Non è un rituale, perché lo faccio allora?
Non solo per tutto ciò che mi legava a loro, ma anche perché conoscere il passato serve per l’oggi e per il futuro di tutti, specie nel contesto storico e sociale in cui viviamo ed in cui sono tanti i giovani magistrati ed i giovani avvocati che nulla conoscono delle storie di Guido ed Emilio: qualcuno pensa, addirittura, che siano morti sopraffatti dal lavoro, mentre il lavoro dava loro spinta ed energia.
Talvolta mi chiedo, però, cosa oggi Guido Galli – parlo soprattutto di lui in questo ricordo – penserebbe e scriverebbe a proposito di tanti temi che impegnano la giustizia e la nostra società: ad es., l’immigrazione e la xenofobia che gli interventi legislativi in quel campo ormai scatenano da quasi vent’anni, le riforme nel settore della giustizia che mettono a rischio l’equilibrio tra i poteri dello Stato ed i diritti fondamentali dei cittadini così come i mutamenti costituzionali in cantiere per garantire la governabilità o, infine, la strumentalizzazione della sicurezza per giustificare leggi e progetti di legge di stampo populistico.

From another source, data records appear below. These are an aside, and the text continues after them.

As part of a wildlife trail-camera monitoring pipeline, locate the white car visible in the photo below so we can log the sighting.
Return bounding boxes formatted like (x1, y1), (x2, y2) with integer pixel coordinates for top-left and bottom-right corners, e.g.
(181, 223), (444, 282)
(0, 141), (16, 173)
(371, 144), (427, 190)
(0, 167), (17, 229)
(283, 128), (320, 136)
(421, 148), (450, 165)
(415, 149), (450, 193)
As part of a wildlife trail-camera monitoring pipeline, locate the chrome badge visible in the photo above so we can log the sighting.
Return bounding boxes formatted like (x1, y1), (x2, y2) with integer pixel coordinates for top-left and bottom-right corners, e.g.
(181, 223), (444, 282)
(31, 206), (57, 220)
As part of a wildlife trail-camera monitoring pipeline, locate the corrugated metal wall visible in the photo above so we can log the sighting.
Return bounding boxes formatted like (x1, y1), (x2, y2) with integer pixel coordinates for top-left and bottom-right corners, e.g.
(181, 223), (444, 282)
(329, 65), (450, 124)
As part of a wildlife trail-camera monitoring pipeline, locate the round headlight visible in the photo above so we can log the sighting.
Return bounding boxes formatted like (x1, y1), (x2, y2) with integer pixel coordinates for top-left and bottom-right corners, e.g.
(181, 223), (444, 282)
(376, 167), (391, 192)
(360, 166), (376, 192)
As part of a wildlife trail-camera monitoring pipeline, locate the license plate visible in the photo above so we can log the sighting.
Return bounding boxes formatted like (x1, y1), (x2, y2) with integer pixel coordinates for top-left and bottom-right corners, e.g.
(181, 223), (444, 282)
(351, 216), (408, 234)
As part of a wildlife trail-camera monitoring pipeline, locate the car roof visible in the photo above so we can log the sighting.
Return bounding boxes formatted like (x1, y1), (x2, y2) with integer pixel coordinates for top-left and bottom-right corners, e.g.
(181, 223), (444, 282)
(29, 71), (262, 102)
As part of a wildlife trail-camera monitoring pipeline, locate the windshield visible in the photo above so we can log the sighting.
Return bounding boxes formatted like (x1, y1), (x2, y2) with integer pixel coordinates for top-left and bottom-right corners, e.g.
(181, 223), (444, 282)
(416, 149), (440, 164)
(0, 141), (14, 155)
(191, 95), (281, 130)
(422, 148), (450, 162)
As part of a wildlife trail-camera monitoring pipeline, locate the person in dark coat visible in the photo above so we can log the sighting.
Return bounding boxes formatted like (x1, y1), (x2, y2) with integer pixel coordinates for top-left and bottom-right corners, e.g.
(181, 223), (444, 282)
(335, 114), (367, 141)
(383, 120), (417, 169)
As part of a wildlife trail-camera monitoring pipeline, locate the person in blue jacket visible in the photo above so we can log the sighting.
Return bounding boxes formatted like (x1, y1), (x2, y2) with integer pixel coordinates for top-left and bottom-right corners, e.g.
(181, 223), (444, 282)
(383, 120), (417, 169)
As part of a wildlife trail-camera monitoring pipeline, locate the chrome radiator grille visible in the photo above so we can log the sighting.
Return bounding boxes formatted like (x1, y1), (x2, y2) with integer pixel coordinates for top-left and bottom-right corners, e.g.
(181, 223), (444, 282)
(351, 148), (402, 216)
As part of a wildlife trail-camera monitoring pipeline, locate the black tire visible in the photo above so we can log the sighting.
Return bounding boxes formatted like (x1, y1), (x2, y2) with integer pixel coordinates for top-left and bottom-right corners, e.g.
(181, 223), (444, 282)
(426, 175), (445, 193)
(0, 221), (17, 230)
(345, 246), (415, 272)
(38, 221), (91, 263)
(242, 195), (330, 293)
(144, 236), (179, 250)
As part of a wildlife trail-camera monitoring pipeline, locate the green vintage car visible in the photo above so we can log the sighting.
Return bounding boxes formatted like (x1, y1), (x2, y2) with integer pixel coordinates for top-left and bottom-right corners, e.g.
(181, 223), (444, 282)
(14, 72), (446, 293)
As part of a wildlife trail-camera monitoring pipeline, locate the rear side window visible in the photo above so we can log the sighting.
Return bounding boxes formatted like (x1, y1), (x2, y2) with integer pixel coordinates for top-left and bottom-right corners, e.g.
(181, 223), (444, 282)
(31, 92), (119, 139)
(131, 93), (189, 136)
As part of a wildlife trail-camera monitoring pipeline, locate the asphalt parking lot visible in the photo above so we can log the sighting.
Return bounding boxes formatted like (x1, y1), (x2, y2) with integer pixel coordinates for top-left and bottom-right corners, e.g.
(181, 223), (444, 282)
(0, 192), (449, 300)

Ma, pur così legato al suo insegnamento, è chiaro che non posso parlare come se fossi la sua voce. Ripetendo magari cose già scritte, preferisco allora raccontare fatti e storia della sua vita, non solo professionale: chiunque potrà così maturare la sua opinione su come Guido Galli si orienterebbe e parlerebbe nei tempi che stiamo vivendo. Parlare di Guido e descrivere il suo essere stato magistrato e uomo serviranno infatti ad orientarci autonomamente nella confusione e nella nebbia che ci circondano. O almeno è questo che mi auguro.
Guido amava il suo lavoro senza autocelebrazioni: si impegnava serenamente senza mai chiedersi se ciò avrebbe giovato alla sua carriera, senza aspirare al cangiante consenso delle piazze, senza denunciare isolamenti e ostacoli (come talvolta avrebbe potuto fare). Galli voleva capire prima di decidere, studiando le ragioni che muovevano terroristi e criminali di ogni tipo, impugnando il codice come una bandiera, quel codice che aveva anche in mano quando ci ha lasciato.

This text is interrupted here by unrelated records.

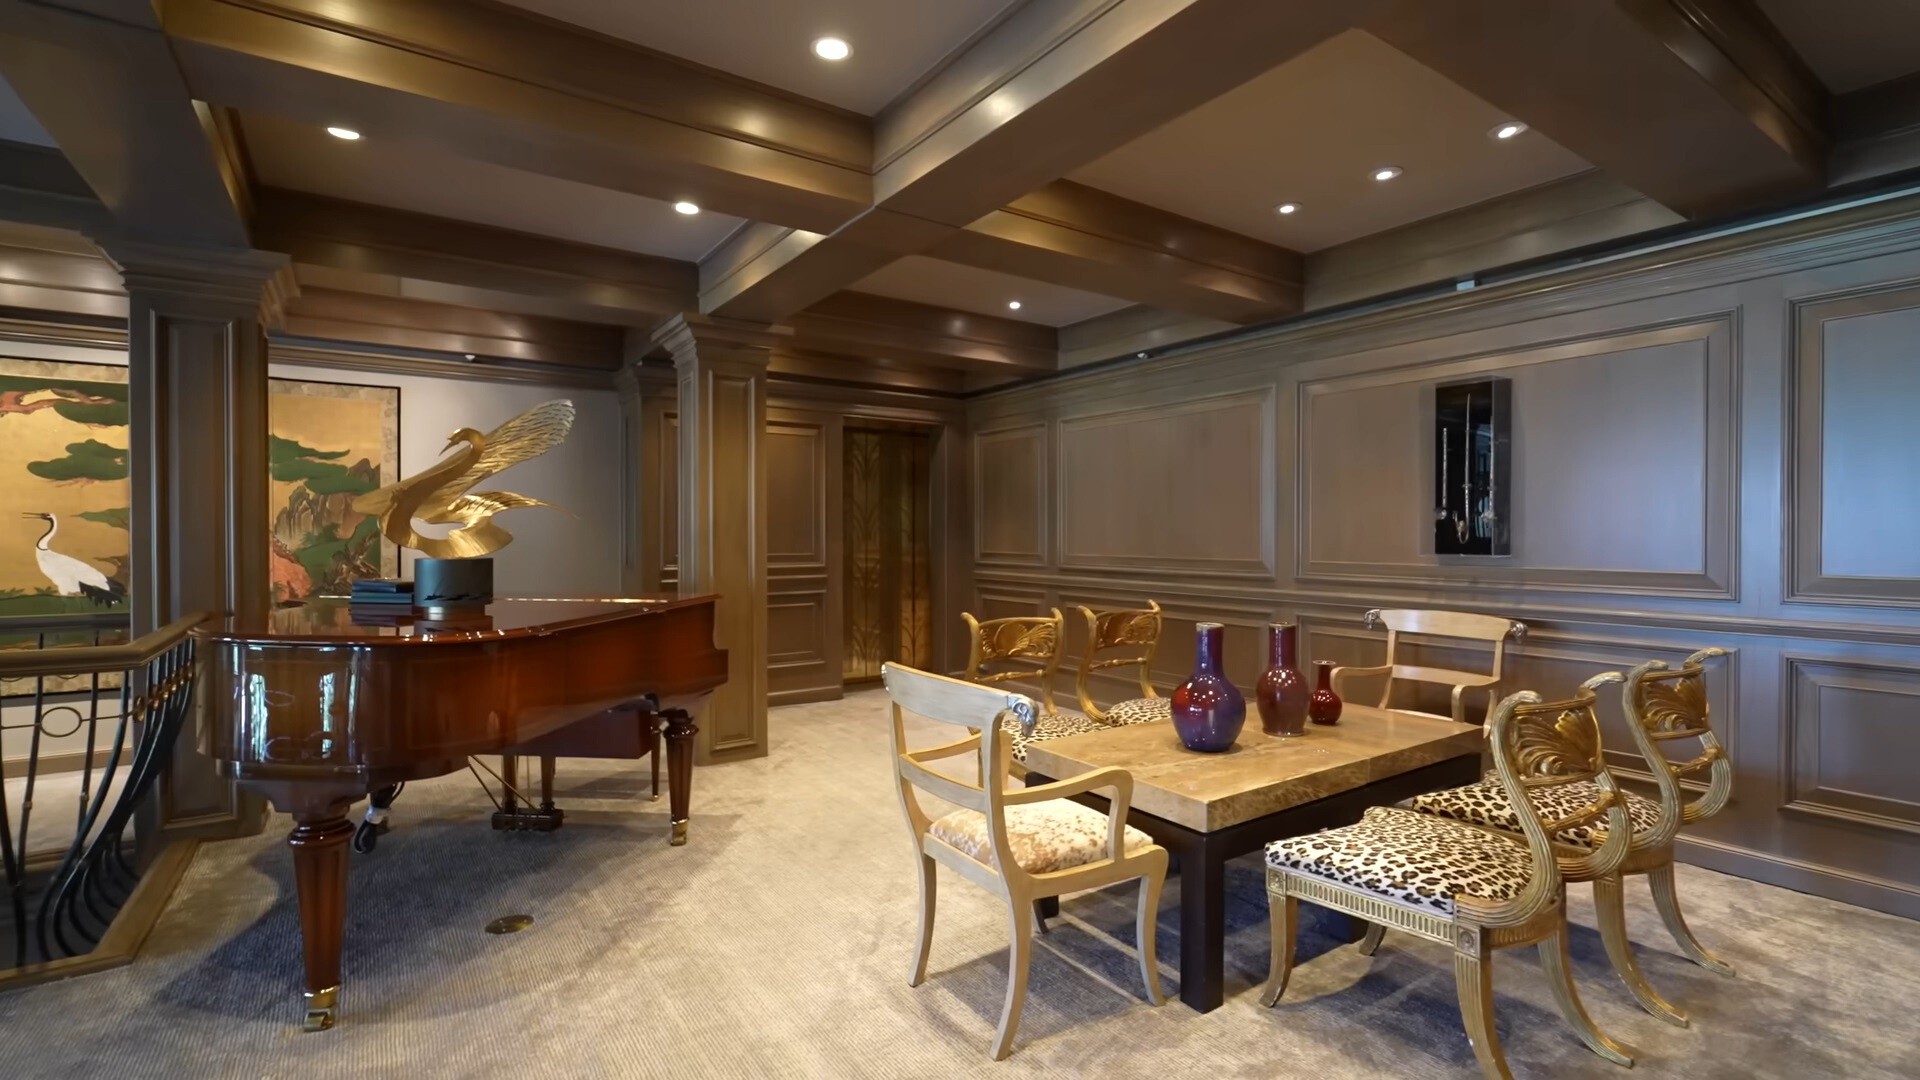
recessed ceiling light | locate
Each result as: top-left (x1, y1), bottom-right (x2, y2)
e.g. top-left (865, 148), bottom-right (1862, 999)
top-left (1372, 166), bottom-right (1403, 182)
top-left (673, 201), bottom-right (700, 215)
top-left (812, 37), bottom-right (850, 61)
top-left (1491, 121), bottom-right (1527, 141)
top-left (1276, 202), bottom-right (1299, 215)
top-left (1006, 300), bottom-right (1022, 311)
top-left (462, 353), bottom-right (476, 361)
top-left (326, 126), bottom-right (361, 141)
top-left (1136, 351), bottom-right (1149, 359)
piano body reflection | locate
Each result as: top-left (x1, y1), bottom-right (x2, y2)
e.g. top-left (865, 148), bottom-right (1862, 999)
top-left (196, 596), bottom-right (726, 1030)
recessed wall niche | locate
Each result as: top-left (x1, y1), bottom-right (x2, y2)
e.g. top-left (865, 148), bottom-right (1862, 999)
top-left (1433, 376), bottom-right (1511, 556)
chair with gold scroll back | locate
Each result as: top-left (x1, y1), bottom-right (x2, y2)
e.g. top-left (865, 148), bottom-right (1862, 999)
top-left (1332, 608), bottom-right (1527, 725)
top-left (1406, 648), bottom-right (1734, 1028)
top-left (1262, 678), bottom-right (1637, 1080)
top-left (883, 663), bottom-right (1167, 1059)
top-left (961, 608), bottom-right (1103, 769)
top-left (1074, 600), bottom-right (1172, 729)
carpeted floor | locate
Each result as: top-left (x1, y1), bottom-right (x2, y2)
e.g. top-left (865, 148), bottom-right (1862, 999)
top-left (3, 689), bottom-right (1917, 1079)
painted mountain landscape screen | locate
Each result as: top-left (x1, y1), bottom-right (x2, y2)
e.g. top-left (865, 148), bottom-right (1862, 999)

2. Le funzioni che Guido Galli ha svolto nel corso della sua attività professionale: un argomento invincibile contro la separazione delle carriere dei magistrati
Guido Galli entrò in magistratura nel 1959 e venne ucciso il 19 marzo del 1980, dopo 21 anni di lavoro, un tempo certamente lungo, ma abbastanza breve nella “carriera” dei magistrati. Ebbene, in 21 anni, Guido Galli, che prima aveva anche superato gli esami di procuratore legale, ha cambiato più volte le sue funzioni di magistrato all’interno del distretto di Milano. Galli iniziò il suo lavoro come sostituto procuratore nella Procura di Milano, ma dopo due anni, all’inizio del 1962, chiese ed ottenne di fare il pretore; nel marzo del 1968 ritornò a lavorare come pubblico ministero in Procura, acquisendo una importante e raffinata specializzazione in tema di diritto penale dell’economia e di crisi d’impresa.

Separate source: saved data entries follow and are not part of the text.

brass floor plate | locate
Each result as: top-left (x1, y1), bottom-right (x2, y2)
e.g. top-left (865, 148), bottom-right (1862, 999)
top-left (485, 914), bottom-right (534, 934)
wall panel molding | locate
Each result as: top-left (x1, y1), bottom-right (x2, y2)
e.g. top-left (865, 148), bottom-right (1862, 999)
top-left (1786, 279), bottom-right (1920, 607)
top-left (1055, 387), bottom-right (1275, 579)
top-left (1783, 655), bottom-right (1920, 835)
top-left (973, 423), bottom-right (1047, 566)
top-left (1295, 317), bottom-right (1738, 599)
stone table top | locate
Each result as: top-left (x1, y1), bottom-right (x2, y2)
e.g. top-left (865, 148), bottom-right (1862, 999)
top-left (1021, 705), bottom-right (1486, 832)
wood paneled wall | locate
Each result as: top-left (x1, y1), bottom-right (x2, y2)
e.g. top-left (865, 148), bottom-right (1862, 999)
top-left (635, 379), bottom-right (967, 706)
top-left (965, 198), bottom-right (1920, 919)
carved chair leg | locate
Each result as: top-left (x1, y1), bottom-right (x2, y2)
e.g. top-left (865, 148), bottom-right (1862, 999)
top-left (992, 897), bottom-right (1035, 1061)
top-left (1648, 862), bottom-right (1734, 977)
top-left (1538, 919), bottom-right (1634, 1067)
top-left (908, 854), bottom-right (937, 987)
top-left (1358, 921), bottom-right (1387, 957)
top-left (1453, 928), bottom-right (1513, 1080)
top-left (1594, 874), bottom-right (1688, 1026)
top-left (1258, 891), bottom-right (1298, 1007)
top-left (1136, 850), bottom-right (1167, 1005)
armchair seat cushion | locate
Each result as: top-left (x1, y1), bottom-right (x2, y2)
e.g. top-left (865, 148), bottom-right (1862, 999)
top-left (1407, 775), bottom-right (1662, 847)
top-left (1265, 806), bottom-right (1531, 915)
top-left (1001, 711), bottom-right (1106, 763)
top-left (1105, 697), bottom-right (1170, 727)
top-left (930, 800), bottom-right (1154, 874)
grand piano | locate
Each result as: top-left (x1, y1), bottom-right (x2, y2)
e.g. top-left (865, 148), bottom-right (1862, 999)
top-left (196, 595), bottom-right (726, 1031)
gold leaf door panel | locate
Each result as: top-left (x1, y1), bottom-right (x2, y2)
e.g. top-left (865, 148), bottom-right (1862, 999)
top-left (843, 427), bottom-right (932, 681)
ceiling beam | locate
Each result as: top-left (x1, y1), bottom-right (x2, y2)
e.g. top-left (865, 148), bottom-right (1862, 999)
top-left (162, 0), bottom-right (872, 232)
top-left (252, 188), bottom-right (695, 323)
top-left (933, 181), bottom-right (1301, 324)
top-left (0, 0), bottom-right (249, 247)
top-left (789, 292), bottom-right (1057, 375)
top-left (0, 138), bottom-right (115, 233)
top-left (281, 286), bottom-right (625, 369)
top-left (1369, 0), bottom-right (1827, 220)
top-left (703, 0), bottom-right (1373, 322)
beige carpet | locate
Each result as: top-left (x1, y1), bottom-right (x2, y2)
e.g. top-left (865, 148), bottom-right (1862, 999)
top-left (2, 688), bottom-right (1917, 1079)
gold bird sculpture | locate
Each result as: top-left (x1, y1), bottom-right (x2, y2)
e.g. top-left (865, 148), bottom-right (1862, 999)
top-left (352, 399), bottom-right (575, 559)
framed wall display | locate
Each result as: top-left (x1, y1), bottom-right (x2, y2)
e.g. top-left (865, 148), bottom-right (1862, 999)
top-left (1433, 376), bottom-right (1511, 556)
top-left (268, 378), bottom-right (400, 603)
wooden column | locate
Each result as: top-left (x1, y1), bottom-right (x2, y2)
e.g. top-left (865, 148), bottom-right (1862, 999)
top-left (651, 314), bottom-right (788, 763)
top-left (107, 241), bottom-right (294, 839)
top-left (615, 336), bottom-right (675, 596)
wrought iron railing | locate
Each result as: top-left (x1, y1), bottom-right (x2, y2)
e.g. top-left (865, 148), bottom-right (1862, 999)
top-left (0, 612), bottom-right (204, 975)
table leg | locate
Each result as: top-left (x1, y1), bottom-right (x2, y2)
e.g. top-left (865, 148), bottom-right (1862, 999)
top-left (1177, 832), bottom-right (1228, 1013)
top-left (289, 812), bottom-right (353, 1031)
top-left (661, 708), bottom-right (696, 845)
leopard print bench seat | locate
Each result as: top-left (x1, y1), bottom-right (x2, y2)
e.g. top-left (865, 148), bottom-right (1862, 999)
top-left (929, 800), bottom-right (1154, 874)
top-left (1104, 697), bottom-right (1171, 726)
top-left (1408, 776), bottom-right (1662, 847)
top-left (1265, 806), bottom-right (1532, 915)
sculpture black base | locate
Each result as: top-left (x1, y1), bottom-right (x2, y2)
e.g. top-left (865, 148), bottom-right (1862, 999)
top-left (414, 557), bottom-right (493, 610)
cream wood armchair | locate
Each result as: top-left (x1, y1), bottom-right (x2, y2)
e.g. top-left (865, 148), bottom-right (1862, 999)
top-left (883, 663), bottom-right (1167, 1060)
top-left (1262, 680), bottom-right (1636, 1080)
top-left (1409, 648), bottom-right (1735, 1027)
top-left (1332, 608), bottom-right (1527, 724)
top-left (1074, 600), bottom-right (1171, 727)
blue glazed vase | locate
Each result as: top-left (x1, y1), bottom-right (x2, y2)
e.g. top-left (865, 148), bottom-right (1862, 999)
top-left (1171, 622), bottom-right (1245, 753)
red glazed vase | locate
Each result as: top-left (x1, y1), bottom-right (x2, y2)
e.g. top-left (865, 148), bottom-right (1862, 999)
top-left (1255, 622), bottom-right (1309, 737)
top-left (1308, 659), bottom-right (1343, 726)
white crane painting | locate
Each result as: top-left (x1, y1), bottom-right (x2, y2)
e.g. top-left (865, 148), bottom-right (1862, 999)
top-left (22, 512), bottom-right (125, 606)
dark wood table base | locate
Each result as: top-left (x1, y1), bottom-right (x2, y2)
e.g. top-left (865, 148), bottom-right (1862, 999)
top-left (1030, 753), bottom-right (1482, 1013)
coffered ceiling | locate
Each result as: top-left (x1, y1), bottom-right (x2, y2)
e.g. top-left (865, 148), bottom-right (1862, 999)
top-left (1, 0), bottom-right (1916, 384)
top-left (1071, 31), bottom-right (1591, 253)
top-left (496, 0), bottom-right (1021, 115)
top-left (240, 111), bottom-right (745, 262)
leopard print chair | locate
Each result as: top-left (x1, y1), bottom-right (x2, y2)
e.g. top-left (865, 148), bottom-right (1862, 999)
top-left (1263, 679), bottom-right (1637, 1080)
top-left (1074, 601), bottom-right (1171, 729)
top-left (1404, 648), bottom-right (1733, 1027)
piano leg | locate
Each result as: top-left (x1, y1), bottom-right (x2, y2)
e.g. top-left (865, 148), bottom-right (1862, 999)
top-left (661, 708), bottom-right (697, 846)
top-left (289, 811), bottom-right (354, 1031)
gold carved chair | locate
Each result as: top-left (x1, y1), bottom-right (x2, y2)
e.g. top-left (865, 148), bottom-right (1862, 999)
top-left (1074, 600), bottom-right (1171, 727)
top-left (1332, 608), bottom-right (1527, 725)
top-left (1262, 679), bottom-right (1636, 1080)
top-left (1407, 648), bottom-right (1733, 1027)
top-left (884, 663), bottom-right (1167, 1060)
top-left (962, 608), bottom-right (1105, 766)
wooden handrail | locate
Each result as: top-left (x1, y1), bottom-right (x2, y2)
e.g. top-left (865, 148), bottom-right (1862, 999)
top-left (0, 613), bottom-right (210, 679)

Ma negli anni ‘70 Guido Galli passò ad esercitare le funzioni giudicanti presso il Tribunale di Milano ricoprendo prima la funzione di giudice presso la terza sezione penale, poi quella di Presidente della VI sezione penale. Scelse poi di lasciare questo ruolo semidirettivo chiedendo di diventare Giudice Istruttore e quindi svolgere indagini: rimase nell’Ufficio Istruzione fino al giorno della sua tragica scomparsa, avvenuta proprio quando – su sua domanda – stava per tornare alla Procura di Milano ufficio in cui era molto atteso per la sua grande esperienza ed il suo prestigio.
In ognuno dei citati compiti giudiziari, Guido aveva dimostrato di possedere una cultura giurisdizionale eccezionale, fonte del suo pieno rispetto per i diritti di ogni imputato: fu giudice e pubblico ministero nel modo migliore possibile, sempre a Milano e la sua storia – al pari di quelle di altri grandi magistrati – ci insegna che ciascuna funzione arricchisce lo svolgimento dell’altra e ciascuna e tutte devono essere mosse dal desiderio di “fare qualche cosa per gli altri”, come scrisse Galli, nel 1957, in una bella lettera al padre, spiegandogli perché aveva deciso di fare il magistrato .
3. L’attività associativa
Guido Galli era anche attivo sul piano associativo, tanto da assumere anche il ruolo di componente e segretario della giunta esecutiva della sezione distrettuale di Milano dell’Associazione Nazionale Magistrati. In tale veste, insieme agli altri componenti della giunta stessa, venne sottoposto ad un procedimento disciplinare riguardante la decisione della Corte di Cassazione del 13 ottobre 1972 di rimettere il processo per la strage di Piazza Fontana (“filone” Valpreda) da Milano a Catanzaro per gravi motivi di ordine pubblico.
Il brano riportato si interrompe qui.